Maintenant, à l’étage [monte l’escalier, arrive dans un salon en désordre] [s’ensuit une visite de l’étage, où il habitait avant son mariage, et qui sert maintenant de débarras. L’étage compte 2 chambres, un salon, une salle de bain, et un balcon, à partir duquel il fait voir les alentours, et attire notamment l’attention du spectateur sur l’ancienne grande porte de la cour, condamné car trop étroite pour les voitures]

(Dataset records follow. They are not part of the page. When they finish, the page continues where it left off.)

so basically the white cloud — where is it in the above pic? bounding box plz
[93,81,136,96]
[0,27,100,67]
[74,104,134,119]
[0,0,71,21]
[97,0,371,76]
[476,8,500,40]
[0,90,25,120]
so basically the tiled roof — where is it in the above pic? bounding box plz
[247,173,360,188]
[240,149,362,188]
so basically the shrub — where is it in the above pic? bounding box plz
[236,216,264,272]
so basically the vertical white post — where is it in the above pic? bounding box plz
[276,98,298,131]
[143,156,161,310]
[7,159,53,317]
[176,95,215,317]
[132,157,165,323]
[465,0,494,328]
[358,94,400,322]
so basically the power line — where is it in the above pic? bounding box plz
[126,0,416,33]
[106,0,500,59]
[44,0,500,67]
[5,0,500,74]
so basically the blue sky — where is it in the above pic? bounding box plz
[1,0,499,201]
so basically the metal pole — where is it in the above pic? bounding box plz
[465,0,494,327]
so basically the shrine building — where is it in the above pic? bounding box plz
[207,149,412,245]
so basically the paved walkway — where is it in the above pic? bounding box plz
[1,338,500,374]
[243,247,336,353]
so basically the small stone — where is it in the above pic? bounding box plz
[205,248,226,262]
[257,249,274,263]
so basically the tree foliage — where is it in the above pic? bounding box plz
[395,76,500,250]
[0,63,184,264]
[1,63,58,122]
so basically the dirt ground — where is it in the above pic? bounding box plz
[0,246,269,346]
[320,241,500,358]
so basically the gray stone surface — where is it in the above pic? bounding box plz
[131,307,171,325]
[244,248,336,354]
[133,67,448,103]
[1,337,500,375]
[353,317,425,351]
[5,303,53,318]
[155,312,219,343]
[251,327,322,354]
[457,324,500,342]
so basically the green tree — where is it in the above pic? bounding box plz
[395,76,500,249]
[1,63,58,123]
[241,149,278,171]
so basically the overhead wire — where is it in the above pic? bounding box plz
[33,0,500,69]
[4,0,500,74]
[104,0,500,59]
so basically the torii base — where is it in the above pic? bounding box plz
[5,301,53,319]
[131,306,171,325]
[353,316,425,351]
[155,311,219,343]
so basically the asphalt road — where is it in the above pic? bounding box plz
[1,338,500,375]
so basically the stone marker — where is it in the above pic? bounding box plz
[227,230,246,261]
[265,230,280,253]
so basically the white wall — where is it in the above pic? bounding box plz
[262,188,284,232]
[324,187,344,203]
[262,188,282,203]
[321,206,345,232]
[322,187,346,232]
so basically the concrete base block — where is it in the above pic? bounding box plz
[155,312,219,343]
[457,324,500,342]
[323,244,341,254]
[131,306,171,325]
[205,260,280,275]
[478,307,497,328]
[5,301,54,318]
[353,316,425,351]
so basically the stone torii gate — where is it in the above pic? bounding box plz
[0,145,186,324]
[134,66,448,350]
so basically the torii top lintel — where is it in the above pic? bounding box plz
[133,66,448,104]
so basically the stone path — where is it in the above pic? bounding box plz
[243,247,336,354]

Maintenant, je vais vous mener dans la cour arrière [On accède à la cour arrière par un couloir partant de la cour avant et construit entre sa maison et la maison des voisins. Ce couloir sert aussi d’espace de stockage, notamment pour les chaussures] Je ne sais pas ce que sont ces objets qui y ont été laissés. A la campagne, parce que les endroits sont grands, les gens laissent traîner les objets là où ils veulent. [arrivant dans la cour arrière, une petite cour au sol en terre battue] Voilà la cour arrière de la maison. Comme vous pouvez voir, il y a pas mal d’arbres fruitiers, et on élève aussi une dizaine de volailles. Voilà un pêcher, un prunier, et un pommier. [En montrant un coin de la cour] Voilà le poulailler, on y nourrit les volailles, et là regardez, il y a un osmanthe qui a plus de 20 ans, il est très grand. [plus tard] A l’extérieur, il y a encore ce petit potager de 100 m² ?

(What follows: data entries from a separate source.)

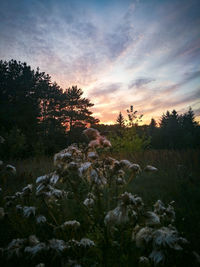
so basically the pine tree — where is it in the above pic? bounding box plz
[116,111,125,128]
[62,86,99,131]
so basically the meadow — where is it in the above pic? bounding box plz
[1,140,199,266]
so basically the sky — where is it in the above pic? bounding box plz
[0,0,200,124]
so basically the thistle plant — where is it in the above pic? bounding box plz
[0,129,196,266]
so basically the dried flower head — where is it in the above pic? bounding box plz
[139,256,150,267]
[135,227,153,248]
[36,215,47,224]
[6,164,16,174]
[144,165,158,172]
[83,128,100,141]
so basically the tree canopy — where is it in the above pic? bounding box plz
[0,59,99,157]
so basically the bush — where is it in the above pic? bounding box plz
[109,127,150,153]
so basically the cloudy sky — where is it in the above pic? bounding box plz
[0,0,200,124]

Vous avez vu ma grande maison à la campagne. Ce bâtiment à étages compte 6 pièces. A côté, il y a le bâtiment nouvellement construit qui compte 4 pièces, soit au total 10 pièces. Comparée à appartement en ville de 180 m², il n’y a qu’une dizaine de m² de différence. Je pense qu’un grand endroit est riament bien, c’est génial d’avoir de la place. Et vous, préférez-vous habiter un appartement en ville ou une maison à la campagne ? ».